Friday, December 30, 2005

Day 91: Munich

Munich, Steven Spielberg's potboiler-that-would-be-prestige-picture, is ostensibly about an incidient involving Israel's revenge campaign against Palestinian terrorists following the murder of Israeli athletes at the 1972 Olympics, but, as its final shot coyly states, it can also be seen as a film examining America's reaction to September 11th. That it's effective at being both of these things at once is its greatest asset; this effectiveness is born of an admirable restraint for about the first half of the film. It's a wonderful companion piece to Spielberg's War of the Worlds, another film that took a tangential, though far from subtle, route to examine, explore, and exploit (I use that word in the kindest way) post-9/11 American fear of the other. However, as laudable as it is to make mainstream films that seem like a conscious attempt to deal with national trauma using familiar genres to synthesize the zeitgeist floating around in the ether, both films are severely flawed, probably by the same calculation I praised above.

Munich, for instance, is far too watery-eyed and guilt-ridden from the get-go to function as a film about the consequences of revenge. The sequences featuring a group of agents executing those unfortunate enough to be on a list of names are invariably staged with the technical and emotional competence one expects from Spielberg. Each has its own rhythms, its own visual identity, and its own set of suprising moments that serve to ratchet up the suspense as the killer Israelis attempt to kill their targets while leaving civilians unharmed. All of this stuff is pretty great, reminiscent of the comraderie and fellowship in killing found in (of all things) DePalma's The Untouchables at times. And yet, continuing with this comparison, Munich's characters (and overreaching tone) are too often like Kevin Costner's Elliot Ness: moralistic and strangely unprepared for the potential ramifications of their actions.

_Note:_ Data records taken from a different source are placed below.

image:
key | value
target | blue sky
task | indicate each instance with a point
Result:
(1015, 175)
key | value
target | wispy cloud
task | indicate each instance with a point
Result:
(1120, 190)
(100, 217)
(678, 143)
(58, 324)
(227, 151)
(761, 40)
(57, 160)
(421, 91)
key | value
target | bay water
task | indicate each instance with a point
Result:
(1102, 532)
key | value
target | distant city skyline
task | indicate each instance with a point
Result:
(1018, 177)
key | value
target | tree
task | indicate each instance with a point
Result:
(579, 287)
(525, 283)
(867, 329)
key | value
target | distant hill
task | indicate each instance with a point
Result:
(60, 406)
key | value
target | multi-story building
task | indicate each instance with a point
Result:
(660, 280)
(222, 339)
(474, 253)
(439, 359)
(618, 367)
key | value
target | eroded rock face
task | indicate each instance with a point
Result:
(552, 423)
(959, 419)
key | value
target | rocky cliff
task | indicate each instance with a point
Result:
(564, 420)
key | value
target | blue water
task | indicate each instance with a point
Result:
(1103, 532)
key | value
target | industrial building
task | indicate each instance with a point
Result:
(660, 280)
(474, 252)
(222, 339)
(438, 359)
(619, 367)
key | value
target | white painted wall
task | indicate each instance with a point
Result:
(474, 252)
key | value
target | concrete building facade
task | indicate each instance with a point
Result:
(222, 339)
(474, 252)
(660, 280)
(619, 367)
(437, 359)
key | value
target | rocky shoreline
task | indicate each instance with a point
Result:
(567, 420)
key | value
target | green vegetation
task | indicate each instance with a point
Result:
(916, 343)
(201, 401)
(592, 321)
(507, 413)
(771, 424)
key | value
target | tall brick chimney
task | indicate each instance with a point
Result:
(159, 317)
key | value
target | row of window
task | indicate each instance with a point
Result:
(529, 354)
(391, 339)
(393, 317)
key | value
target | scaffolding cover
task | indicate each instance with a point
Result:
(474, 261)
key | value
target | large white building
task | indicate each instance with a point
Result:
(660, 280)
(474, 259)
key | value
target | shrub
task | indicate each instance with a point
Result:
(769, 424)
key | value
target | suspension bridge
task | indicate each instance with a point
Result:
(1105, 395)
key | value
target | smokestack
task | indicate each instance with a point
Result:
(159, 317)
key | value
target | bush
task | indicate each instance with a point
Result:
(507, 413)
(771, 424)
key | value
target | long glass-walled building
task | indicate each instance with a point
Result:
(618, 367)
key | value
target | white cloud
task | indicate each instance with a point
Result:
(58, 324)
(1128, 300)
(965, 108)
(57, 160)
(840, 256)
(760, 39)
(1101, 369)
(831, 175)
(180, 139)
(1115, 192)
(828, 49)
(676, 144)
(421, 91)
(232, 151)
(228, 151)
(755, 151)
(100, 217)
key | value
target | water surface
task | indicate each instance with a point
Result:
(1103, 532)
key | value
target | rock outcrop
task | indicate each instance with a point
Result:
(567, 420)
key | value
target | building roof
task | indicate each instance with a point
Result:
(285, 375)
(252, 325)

Which isn't to say that all maudlin moments in the film come off this way. The moment when the bomb-maker of the group has to bow out because he's unprepared for what the group is about to do is a great moment that skirts the edge of treacle and comes out genuine. The conversation that occurs between the lead Israeli agent and a terrorist about the Israeli/Palestinan conflict is also effective and thoughtful, if only for the way it raises questions and answers them according to the point of view of those involved with the conversation and then leaves it alone until the two meet again. Additionally, I liked the montage of television reports and the people watching these reports about the kidnapping of Israeli athletes so much that I wanted it to be the entire film.

But after the group kills a female assassin in a fit of cold-blooded retribution, the film wiggles about, looking for its groove and never finding anything. And later, Eric Bana, as the lead agent, begins freaking out in paranoia as abruptly as Jack Nicholson went crazy in The Shining. This is not Bana's fault at all, he's interesting in the role, but the film's. It has done very, very little to set up this character change. The film finds itself again in its closing scenes, making clear that the film is also about the abandonment of the father figure, but prior to this is a vast stretch of time and one of the more ridiculous sex scenes ever committed to celluloid (poor, poor Kate Capshaw).

Munich would have been better served to take its perspective on revenge from the Daniel Craig character's perspective. He's the group's hothead. Wants to kill the enemies, has no compunction about doing it, and, yet, he's got very little to do in the movie. Bana's character is so angst-ridden in the opening, it cheapens his double angst later. How about a movie about a man who thinks with his gut slowly learning that his gut is very often stupid and wrong? About someone who does not care about the consequences of his actions being forced to deal with them? I think that's your zeitgeist, Sr. Spielbergo. Have at it.